During 2019's municipal election, 13% to 14% of eligible voters turned out in her chapter's region, which also includes Wheeling, Prospect Heights and Elk Grove Village. In Arlington Heights, turnout was about 9%, she said, adding "you're letting 9% decide your taxes."

"It's never been easier to participate," Graham said. "When so many people have so many barriers in their way ... those of us who have ability to vote should be voting better than 9%."

Online forums mean more voters have access to the candidates, said Borrino, whose group is hosting six of those events.

For example, on Feb. 28, her chapter held an online forum for Bloomingdale township board candidates. By that evening, 158 people had viewed it on Facebook. By Thursday, the number was more than 800, she said.

                                                                                                                                                                                                                       
 

"As much as you miss the personal contact, the Zoom format is so much farther reaching," she said, adding that it could become another tool to accomplish League objectives.
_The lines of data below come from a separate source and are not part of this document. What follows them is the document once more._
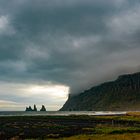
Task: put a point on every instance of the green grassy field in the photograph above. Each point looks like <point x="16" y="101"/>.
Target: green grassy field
<point x="124" y="127"/>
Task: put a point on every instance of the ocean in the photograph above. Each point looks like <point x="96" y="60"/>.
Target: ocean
<point x="59" y="113"/>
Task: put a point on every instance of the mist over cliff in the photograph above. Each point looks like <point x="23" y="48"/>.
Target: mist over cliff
<point x="122" y="94"/>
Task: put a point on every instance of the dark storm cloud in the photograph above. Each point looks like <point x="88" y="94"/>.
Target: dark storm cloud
<point x="78" y="43"/>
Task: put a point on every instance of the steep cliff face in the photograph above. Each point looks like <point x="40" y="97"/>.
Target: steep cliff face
<point x="121" y="94"/>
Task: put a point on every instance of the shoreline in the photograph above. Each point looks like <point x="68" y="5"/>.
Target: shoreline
<point x="46" y="127"/>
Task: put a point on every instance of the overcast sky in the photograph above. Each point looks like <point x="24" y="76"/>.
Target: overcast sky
<point x="49" y="48"/>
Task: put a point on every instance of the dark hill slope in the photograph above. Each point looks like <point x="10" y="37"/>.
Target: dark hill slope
<point x="121" y="94"/>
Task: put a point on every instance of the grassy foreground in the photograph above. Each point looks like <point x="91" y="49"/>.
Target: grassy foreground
<point x="119" y="127"/>
<point x="134" y="136"/>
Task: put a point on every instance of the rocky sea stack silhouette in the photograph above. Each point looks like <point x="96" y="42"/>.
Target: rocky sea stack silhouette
<point x="35" y="108"/>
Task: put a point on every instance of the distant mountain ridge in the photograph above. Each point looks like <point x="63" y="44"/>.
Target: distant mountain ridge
<point x="119" y="95"/>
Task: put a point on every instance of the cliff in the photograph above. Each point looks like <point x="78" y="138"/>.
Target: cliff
<point x="121" y="94"/>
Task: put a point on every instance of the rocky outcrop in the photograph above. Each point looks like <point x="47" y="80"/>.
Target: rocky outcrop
<point x="121" y="94"/>
<point x="30" y="108"/>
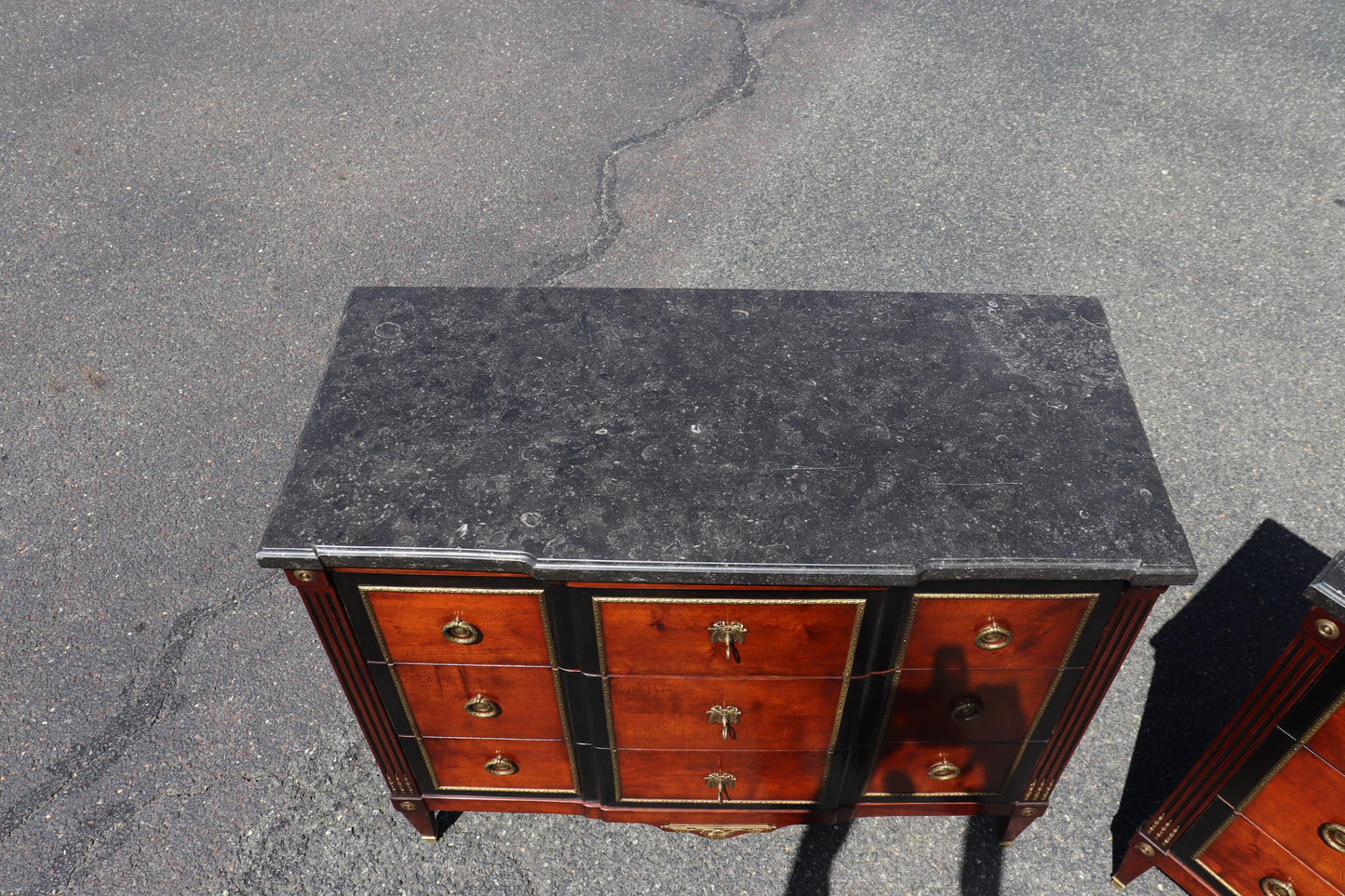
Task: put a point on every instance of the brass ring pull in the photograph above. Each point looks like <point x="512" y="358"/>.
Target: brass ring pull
<point x="725" y="715"/>
<point x="721" y="782"/>
<point x="482" y="706"/>
<point x="1333" y="835"/>
<point x="966" y="708"/>
<point x="502" y="767"/>
<point x="462" y="633"/>
<point x="943" y="769"/>
<point x="993" y="636"/>
<point x="1277" y="887"/>
<point x="728" y="634"/>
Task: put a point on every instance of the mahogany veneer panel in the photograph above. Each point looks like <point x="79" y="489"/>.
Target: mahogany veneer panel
<point x="1243" y="856"/>
<point x="765" y="777"/>
<point x="945" y="631"/>
<point x="806" y="636"/>
<point x="1302" y="796"/>
<point x="904" y="769"/>
<point x="1329" y="740"/>
<point x="459" y="763"/>
<point x="776" y="714"/>
<point x="1009" y="700"/>
<point x="411" y="624"/>
<point x="525" y="696"/>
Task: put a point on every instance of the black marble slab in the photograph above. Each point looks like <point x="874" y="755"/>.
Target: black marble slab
<point x="1327" y="590"/>
<point x="729" y="436"/>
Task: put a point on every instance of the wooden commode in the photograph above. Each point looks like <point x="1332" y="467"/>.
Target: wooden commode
<point x="721" y="560"/>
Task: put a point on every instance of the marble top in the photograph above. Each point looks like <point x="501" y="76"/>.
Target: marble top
<point x="727" y="436"/>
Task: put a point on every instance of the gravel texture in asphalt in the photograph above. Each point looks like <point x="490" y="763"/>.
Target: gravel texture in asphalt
<point x="190" y="190"/>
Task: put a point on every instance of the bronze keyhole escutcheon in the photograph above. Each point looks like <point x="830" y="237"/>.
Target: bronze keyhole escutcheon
<point x="727" y="715"/>
<point x="728" y="634"/>
<point x="721" y="782"/>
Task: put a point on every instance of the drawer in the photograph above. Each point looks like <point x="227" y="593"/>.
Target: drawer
<point x="967" y="703"/>
<point x="689" y="777"/>
<point x="1303" y="809"/>
<point x="773" y="714"/>
<point x="1329" y="740"/>
<point x="462" y="763"/>
<point x="482" y="702"/>
<point x="994" y="631"/>
<point x="676" y="636"/>
<point x="459" y="626"/>
<point x="942" y="769"/>
<point x="1244" y="857"/>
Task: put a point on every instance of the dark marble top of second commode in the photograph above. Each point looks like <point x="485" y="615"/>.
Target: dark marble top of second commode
<point x="727" y="436"/>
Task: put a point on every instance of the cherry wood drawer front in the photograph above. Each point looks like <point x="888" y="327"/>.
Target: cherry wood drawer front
<point x="460" y="763"/>
<point x="482" y="702"/>
<point x="759" y="777"/>
<point x="948" y="769"/>
<point x="419" y="626"/>
<point x="673" y="636"/>
<point x="1244" y="856"/>
<point x="773" y="714"/>
<point x="1329" y="740"/>
<point x="967" y="703"/>
<point x="1294" y="806"/>
<point x="967" y="630"/>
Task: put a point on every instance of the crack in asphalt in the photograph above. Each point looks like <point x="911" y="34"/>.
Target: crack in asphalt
<point x="740" y="84"/>
<point x="87" y="763"/>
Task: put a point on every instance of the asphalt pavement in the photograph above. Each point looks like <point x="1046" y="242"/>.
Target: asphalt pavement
<point x="190" y="190"/>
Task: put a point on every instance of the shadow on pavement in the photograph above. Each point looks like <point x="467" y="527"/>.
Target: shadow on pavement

Founded by Carrie Chapman Catt in Chicago on Feb. 14, 1920, six months before the certification of the 19th Amendment giving women the vote, the League of Women Voters is a nonpartisan, grassroots organization dedicated to eliminating voting barriers for eligible citizens.

Borrino believes a new political awareness accompanied the 2016 presidential election. That awakening, she said, was also sparked by the coronavirus pandemic which, in forcing people to stay at home, allowed them to pay more attention to local issues.

Some did more than that. For the first time in a long time, Graham said, school board elections in her region are contested and she couldn't be happier.

Contested elections, she said, make our elected officials better. And, more voters involved in the process is a good thing, she said, "not just because they're mad, not just because they're dissatisfied, but because our government needs us to step up."